More Is Different: Toward a Theory of Emergence in AI-Native Software Ecosystems
This addresses a fundamental challenge in software engineering for AI-native ecosystems, potentially requiring a radical shift in governance if confirmed, but it is theoretical and incremental in nature.
The paper tackles the problem of multi-agent AI systems failing in unpredictable ways due to interactions, despite individual agents performing correctly, and proposes studying them as complex adaptive systems with a framework to measure causal emergence and seven falsifiable propositions.
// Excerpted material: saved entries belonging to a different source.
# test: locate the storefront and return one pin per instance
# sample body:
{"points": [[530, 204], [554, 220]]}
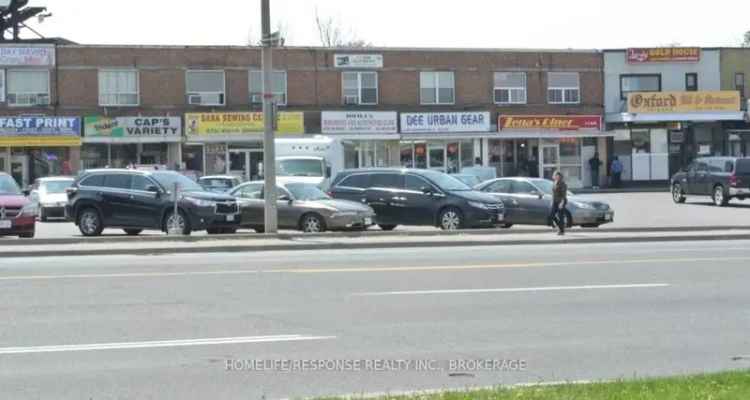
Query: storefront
{"points": [[370, 138], [539, 145], [443, 141], [232, 143], [131, 141], [36, 147], [660, 133]]}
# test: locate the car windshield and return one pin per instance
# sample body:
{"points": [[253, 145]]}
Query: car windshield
{"points": [[306, 192], [297, 167], [8, 185], [56, 187], [168, 180], [446, 182]]}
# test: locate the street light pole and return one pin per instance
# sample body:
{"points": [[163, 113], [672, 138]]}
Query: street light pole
{"points": [[269, 149]]}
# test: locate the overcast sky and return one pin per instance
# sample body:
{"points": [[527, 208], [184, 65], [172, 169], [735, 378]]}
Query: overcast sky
{"points": [[407, 23]]}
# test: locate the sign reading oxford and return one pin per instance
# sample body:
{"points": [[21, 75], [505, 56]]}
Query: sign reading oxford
{"points": [[239, 123], [676, 102]]}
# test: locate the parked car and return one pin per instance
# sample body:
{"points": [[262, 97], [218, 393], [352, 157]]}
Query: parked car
{"points": [[139, 200], [528, 201], [302, 206], [17, 213], [219, 183], [50, 197], [418, 197], [721, 178]]}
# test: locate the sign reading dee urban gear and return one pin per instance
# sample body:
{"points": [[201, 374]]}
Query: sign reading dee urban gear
{"points": [[166, 129], [550, 122], [238, 123], [673, 102], [378, 122], [445, 122], [664, 54], [40, 131]]}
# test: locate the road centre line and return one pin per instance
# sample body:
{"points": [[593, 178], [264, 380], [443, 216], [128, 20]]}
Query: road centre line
{"points": [[515, 290], [160, 344], [378, 269]]}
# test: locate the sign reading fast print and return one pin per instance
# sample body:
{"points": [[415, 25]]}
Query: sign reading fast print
{"points": [[377, 122], [445, 122]]}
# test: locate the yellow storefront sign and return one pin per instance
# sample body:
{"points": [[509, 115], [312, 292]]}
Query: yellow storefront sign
{"points": [[238, 123], [676, 102]]}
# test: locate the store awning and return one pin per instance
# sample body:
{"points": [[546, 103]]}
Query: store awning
{"points": [[676, 117]]}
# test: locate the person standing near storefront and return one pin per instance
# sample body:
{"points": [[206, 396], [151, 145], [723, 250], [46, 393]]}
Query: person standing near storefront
{"points": [[594, 164], [559, 201]]}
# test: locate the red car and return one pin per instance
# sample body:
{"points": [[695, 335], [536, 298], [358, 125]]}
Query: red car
{"points": [[17, 213]]}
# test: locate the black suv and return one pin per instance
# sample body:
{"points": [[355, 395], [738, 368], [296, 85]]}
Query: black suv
{"points": [[137, 200], [418, 197], [722, 178]]}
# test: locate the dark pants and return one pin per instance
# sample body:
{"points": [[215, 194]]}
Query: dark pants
{"points": [[557, 216]]}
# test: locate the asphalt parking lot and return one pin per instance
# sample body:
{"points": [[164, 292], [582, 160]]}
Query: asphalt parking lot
{"points": [[632, 210]]}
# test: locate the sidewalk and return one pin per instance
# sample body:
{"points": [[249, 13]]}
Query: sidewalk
{"points": [[175, 245]]}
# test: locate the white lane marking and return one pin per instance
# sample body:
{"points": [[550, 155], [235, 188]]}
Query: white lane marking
{"points": [[515, 290], [159, 343]]}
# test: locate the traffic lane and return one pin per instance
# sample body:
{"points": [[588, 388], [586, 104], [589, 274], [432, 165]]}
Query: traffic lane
{"points": [[560, 335]]}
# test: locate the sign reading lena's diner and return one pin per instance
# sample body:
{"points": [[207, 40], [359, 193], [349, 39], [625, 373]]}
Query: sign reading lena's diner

Software engineering faces a fundamental challenge: multi-agent AI systems fail in ways that defy explanation by traditional theories. While individual agents perform correctly, their interactions degrade entire ecosystems, revealing a gap in our understanding of software evolution. This paper argues that AI-native software ecosystems must be studied as complex adaptive systems (CAS), where emergent properties like architectural entropy, cascade failures, and comprehension debt arise not from individual components, but from their interactions. We map Holland's six CAS properties onto observable ecosystem dynamics, distinguishing these systems from microservices or open-source networks. To measure causal emergence, we define micro-level state variables, coarse-graining functions, and a tractable measurement framework. Seven falsifiable propositions link CAS theory to software evolution, challenging or extending Lehman's laws where agent-level assumptions fail. If confirmed, these findings would demand a radical shift: ecosystem-level monitoring as the primary governance mechanism for AI-native systems. If refuted, existing theories may only need incremental updates. Either way, this work forces us to ask: Can software engineering's core assumptions survive the age of autonomous agents?